Ukrayna’daki savaşın devam etmesi, Avrupa ekonomisinin küresel rakiplerinin gerisinde kalması ve yeşil dönüşüm sürecinin finanse edilmesi ihtiyacı nedeniyle Fransa dahil pek çok ülke AB bütçesinin yeniden düzenlenmesini istiyor. Polonya ve Yunanistan, Avrupa için, pandemi kurtarma fonunda olduğu gibi, birlik aracılığıyla ortaklaşa borçlanılarak finanse edilebilecek pahalı bir füze savunma kalkanı önerdi. Kurulması öngörülen koalisyon hükümetlerinde aşırı sağın da yer alması beklenen Almanya ve Hollanda ise bu konuda daha az istekli. AB’nin kurallarının Ukrayna gibi yeni üyeleri de kapsayacak şekilde yeniden düzenlenmesi ihtiyacı ve Çin’le elektrikli arabalar konusunda artan ticari çekişme de diğer anlaşmazlıklar arasında yer alıyor.
Fransa ve Almanya’da ne oluyor?
Brüksel’de tam anlamıyla işleyen bir komisyon varken bile Avrupalılar arasında bu tür anlaşmazlıklarda arabuluculuk yapmak yeterince zor. Komisyon olmadan bu anlaşmazlıklar çok daha büyük boyutlara ulaşabilir. Daha da kötüsü, Brüksel’deki yönetim boşluğu birçok üye ülkede de aynı şekilde hissedilecektir. Fransa’da Emmanuel Macron’un partisi Ulusal Birlik’in gerisinde kalarak ikinci sıraya düşebilir, hatta üçüncü sıraya bile gerileyebilir. Bu da azınlık hükümetinin zaman zaman önemli oylamalarda kıl payı kurtulduğu Fransa parlamentosunda muhalefeti güçlendirecektir. AB entegrasyonunun sembol isimlerinden biri olan Macron, kendi ülkesinde ve dolayısıyla Avrupa’da zayıflayacaktır.
Aynı şey Almanya için de geçerli olacak. AfD bir zamanlar çok yüksek seyreden beklentilerin gerisinde kalabilir ama yine de Şansölye Olaf Scholz’un Sosyal Demokratlarını üçüncü sıraya geriletebilir. Liberal Hür Demokratların beklenen kötü performansı, Alman siyasetinde şu anda hüküm süren narin dengeyi bozabilir. Çok yakında tüm gözler 2025’teki ulusal seçimlere çevrilecek ve Berlin’deki siyasetçilerin Macron’un sıklıkla dile getirdiği büyük AB insiyatiflerini kabul etmeleri daha da zorlaşacak.

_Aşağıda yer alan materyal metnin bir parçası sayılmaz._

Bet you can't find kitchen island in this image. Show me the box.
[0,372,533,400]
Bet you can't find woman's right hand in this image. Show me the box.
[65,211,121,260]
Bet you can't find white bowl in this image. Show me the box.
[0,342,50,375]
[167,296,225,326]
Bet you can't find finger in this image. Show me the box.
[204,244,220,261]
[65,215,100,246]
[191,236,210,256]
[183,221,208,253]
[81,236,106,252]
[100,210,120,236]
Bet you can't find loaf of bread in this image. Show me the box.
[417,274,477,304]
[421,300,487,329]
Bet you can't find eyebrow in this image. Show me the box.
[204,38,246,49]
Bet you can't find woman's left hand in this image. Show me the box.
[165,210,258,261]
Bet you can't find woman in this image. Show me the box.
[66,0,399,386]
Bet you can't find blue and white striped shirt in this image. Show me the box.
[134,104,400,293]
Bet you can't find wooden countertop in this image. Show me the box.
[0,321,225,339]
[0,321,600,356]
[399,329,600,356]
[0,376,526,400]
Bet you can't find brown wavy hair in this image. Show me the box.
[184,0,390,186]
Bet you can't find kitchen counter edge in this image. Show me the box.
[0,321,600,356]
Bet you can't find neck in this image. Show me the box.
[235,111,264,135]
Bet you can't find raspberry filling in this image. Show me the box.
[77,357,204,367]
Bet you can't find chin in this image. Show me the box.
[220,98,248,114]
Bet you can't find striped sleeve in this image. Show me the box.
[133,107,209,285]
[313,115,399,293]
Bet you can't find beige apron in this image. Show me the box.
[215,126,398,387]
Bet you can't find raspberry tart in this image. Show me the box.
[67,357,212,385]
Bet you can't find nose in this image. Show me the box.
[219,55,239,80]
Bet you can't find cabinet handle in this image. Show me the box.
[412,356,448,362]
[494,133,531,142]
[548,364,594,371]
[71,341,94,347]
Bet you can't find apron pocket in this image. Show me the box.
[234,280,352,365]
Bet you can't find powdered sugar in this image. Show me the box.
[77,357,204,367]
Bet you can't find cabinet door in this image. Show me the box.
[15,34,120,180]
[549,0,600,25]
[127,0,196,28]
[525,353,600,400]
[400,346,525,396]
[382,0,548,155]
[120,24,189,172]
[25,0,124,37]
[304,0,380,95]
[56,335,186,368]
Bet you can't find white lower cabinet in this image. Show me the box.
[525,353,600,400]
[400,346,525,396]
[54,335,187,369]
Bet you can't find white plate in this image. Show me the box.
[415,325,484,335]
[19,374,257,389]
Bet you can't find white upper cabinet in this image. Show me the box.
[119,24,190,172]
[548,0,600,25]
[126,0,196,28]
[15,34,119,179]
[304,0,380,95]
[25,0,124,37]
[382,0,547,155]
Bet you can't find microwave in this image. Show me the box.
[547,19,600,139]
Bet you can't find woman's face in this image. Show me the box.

Macron ve Scholz bu hafta, Fransa Cumhurbaşkanı’nın resmi bir ziyaret için Almanya’ya gelmesiyle birlikte Avrupa’da bir dayanışma gösterisi sergilediler. Hayati önem taşıyan Fransız-Alman ilişkileri soğukluğunu korusa da ikili, hemfikir oldukları noktaları vurgulamak için büyük çaba sarf etti. Zamanları birçok şeyi gerçekleştirmek için kısıtlı. Bu sürenin birkaç ayı da Avrupa’yı kimin ve nasıl yönetmesi gerektiği konusuyla uğraşmakla geçecek.”
Bu yazı ilk kez 8 Haziran 2024’te yayımlanmıştır.